Victim satisfaction with the Joint Diversionary Panel

by Hollie Skipp //


UROS 2019 Profile Picture: Hollie SkippThe Joint Diversionary Panel uses a Muti-agency approach to Youth Justice, which utilises information from a myriad of services to inform holistic decision making. The JDP are in place to decide whether a young person is criminalised or given an out of court disposal. The aim of JDP is to divert children and young people away from the Criminal Justice System. Lincolnshire County Council introduced the JDP in 2017 and have commissioned an independent evaluation to assess the impact of diversionary interventions. It was noted that the Joint Diversionary Panel in Lincolnshire had been primarily established following detailed analysis of criminal justice disposals for children and young people.  The analysis had highlighted an inconsistent use of Police cautions against children and young people.  It was therefore highlighted that without significant change in practice, there was a clear potential for increased criminalisation of children in Lincolnshire, especially Looked After Children (LCC, 2017).The research project for UROS endorses a student as producer ethos, therefore it aims to emphasise the role of students as collaborators in the production of knowledge. Therefore, in order to adopt a student as producer outlook, I have been proactive in my research to find interesting conclusions about victim satisfaction with the JDP. There is a gap in the research, as the JDP differs in each county and it was introduced in 2017, thus since then there has been limited independent evaluations.
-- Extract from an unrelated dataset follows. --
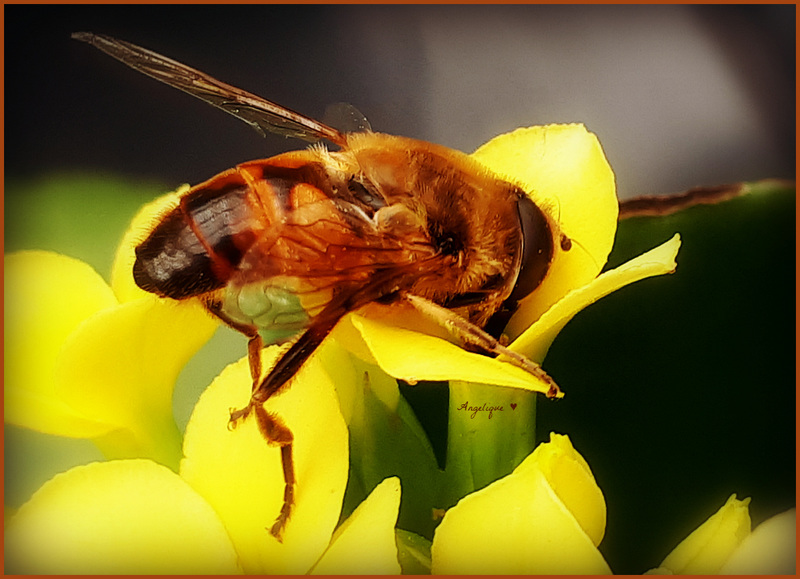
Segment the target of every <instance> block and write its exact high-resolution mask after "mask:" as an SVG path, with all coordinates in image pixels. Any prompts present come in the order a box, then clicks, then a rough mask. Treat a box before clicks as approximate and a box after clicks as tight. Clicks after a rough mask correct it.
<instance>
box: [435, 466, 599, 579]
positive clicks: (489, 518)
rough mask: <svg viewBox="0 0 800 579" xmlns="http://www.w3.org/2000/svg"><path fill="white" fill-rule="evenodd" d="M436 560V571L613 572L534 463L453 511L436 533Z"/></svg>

The advantage of working with my supervisor, was that she has a vast knowledge of the University ethics procedures. Whilst, I have a knowledge of the themes which emerge from the British Psychological Societies ethical guidelines and the Economic and Social Research Council. The themes which are transferable include: right to withdraw, debrief, protection from psychological harm, informed consent, etc.
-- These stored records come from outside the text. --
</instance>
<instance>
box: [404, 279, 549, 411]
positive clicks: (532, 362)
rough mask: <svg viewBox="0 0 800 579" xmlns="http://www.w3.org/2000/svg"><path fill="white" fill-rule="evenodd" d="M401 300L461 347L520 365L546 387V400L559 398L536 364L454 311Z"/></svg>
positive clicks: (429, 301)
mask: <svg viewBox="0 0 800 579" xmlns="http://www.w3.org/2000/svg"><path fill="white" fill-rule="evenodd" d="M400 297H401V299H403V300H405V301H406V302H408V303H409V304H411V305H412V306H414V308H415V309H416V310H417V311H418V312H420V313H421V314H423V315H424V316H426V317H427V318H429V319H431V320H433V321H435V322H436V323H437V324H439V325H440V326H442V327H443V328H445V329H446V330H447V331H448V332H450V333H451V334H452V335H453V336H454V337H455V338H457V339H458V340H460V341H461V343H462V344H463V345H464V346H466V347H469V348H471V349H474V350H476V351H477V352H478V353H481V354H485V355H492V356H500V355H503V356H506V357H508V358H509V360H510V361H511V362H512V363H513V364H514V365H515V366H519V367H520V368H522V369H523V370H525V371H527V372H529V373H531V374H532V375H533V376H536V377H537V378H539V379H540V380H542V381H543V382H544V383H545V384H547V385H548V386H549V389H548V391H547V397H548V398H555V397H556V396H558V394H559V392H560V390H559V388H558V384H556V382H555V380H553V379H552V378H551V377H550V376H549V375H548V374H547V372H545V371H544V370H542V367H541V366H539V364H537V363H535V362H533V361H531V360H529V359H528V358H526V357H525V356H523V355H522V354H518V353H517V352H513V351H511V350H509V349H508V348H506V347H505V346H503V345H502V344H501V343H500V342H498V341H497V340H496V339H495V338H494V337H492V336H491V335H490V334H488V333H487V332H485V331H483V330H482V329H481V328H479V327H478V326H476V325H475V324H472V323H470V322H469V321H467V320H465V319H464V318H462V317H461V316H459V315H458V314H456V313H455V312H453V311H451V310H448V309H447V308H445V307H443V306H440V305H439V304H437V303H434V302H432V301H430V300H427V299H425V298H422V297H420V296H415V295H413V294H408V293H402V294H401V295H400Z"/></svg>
I feel prepared for the future because this research project has given me an array of general and research specific transferable skills. General skills include: following processes such as GDPR; leadership such as ability to take control of an interview and communication such as liaising with my supervisor and the youth offending service staff. Specific skills include: interview technique, survey writing technique, analysis using Excel and N-Vivo. These are the type of skills applicable to many career pathways, but specifically for me to get on to an internship programme with Lincolnshire Police after university, then it equips me with the tools to compete against other graduates for this role.